Tormentoso é o tratamento jurídico atual a respeito da procuração em causa própria, sobretudo considerando-se sua usual disciplina – pela doutrina, jurisprudência e operadores do direito – de forma indistinta ao mandato em causa própria.
A figura está prevista no Código Civil, no art. 685, com a seguinte redação:
Art. 685. Conferido o mandato com a cláusula “em causa própria”, a sua revogação não terá eficácia, nem se extinguirá pela morte de qualquer das partes, ficando o mandatário dispensado de prestar contas, e podendo transferir para si os bens móveis ou imóveis objeto do mandato, obedecidas as formalidades legais.

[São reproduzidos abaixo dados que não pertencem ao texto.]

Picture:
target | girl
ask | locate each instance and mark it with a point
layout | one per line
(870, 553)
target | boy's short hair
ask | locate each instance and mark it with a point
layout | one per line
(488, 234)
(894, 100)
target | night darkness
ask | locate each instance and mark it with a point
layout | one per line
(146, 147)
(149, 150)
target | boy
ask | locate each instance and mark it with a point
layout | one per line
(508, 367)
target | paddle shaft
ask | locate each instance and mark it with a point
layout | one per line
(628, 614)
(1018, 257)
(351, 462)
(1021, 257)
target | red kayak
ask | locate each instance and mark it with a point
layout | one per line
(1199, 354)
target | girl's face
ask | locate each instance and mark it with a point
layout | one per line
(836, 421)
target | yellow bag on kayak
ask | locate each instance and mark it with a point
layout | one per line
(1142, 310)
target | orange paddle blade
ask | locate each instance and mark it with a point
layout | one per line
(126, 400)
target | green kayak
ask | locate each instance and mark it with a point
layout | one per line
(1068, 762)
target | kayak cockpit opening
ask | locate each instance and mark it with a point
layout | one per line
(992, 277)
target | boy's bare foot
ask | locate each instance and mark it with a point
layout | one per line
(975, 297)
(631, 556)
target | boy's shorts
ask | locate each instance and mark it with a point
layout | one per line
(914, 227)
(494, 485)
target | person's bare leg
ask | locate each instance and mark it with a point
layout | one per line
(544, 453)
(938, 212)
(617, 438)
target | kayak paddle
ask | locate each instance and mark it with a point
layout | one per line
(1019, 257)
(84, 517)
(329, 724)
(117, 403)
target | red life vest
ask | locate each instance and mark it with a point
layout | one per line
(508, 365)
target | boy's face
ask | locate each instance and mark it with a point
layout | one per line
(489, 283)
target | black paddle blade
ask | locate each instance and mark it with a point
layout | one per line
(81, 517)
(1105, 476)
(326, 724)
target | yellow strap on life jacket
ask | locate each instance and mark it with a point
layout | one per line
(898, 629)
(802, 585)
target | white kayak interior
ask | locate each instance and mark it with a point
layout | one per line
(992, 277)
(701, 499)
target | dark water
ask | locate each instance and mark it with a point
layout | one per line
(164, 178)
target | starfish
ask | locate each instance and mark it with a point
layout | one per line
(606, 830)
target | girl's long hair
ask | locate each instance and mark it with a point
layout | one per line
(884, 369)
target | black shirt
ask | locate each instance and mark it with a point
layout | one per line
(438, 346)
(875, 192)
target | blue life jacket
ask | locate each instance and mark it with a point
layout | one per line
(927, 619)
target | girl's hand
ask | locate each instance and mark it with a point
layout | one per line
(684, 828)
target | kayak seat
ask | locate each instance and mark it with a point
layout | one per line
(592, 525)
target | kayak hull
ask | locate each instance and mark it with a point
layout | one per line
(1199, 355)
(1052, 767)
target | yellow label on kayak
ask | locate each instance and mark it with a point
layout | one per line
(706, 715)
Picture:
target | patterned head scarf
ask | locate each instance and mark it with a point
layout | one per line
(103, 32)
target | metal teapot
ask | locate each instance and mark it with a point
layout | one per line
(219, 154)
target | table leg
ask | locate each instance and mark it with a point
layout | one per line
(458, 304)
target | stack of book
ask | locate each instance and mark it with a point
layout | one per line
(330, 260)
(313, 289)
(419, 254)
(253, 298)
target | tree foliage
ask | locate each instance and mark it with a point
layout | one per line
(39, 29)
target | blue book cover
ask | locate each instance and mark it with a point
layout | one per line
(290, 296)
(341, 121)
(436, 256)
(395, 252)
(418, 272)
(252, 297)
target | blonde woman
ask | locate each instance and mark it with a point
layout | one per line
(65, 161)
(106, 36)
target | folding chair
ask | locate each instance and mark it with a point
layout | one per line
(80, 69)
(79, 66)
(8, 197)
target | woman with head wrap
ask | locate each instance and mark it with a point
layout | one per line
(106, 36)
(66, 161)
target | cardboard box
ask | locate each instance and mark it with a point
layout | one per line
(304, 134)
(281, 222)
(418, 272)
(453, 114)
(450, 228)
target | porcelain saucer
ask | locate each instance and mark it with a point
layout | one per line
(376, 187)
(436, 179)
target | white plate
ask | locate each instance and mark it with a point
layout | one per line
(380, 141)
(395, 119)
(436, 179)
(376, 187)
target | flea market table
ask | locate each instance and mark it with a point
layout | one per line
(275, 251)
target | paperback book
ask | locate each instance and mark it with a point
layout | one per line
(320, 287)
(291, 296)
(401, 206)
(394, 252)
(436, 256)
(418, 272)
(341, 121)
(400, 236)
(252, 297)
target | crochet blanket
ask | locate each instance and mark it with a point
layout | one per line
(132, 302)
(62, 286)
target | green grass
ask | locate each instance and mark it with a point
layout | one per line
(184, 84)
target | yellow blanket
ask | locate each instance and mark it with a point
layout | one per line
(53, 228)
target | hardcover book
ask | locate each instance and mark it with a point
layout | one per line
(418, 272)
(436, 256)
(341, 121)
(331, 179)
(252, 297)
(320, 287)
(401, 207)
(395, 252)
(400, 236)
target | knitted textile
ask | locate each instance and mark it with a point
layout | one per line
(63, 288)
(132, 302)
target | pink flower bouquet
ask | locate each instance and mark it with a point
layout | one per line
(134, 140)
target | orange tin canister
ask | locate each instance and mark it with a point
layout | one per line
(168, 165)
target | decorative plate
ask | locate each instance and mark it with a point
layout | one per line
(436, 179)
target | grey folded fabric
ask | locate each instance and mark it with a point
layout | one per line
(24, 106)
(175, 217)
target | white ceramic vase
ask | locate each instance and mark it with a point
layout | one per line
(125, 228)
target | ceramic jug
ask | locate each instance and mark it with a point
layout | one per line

A procuração em causa própria é instrumento largamente utilizado no âmbito de transações imobiliárias. Por meio deste artífice, o outorgante transfere o outorgado o direito de vender/transmitir/negociar direito sobre determinado bem, podendo o outorgado, inclusive, transmitir o bem para si. Diferentemente do contrato consigo mesmo, na procuração em causa própria o outorgado age conforme seus interesses, não tendo deve de representar os interesses do outorgante.
Para melhor vislumbrar na prática sua utilização principal, tomemos o seguinte exemplo[1]:
“Podemos imaginar um negócio jurídico imobiliário pelo qual o vendedor, proprietário de um imóvel rural, necessita vender este bem, porém, há o empecilho da ausência de certificação do INCRA e georreferenciamento da área rural. Mesmo se as partes celebrarem um compromisso de compra e venda, não haveria acesso ao Registro de Imóveis por falta deste requisito da especialidade objetiva. Nesse momento, o mandato em causa própria entra em cena, para assegurar ao comprador, o qual será mandatário, plenos poderes para, em nome do mandante (vendedor), adquirir o imóvel após o cumprimento do requisito registral, sem se preocupar com nova manifestação de vontade ratificatória na escritura pública definitiva. O vendedor (mandante) celebra o contrato de compra e venda, por meio do mandato em causa própria, outorgando ao comprador (mandatário), poderes de representação perante o Instituto Nacional de Colonização e Reforma Agrária – INCRA, para iniciar o processo administrativo de certificação da área rural, além da possibilidade de contratar e autorizar o acesso de um engenheiro para georreferenciar a área objeto do negócio. Após a realização desses trabalhos técnicos, com a expedição dos documentos exigidos pela lei, o imóvel cumprirá sua especialização e o mandato em causa própria, cujo bojo é na verdade uma compra e venda definitiva, haja vista o preço já ter sido realizado, servirá como título aquisitivo para acessar o fólio real do Registro de Imóveis”.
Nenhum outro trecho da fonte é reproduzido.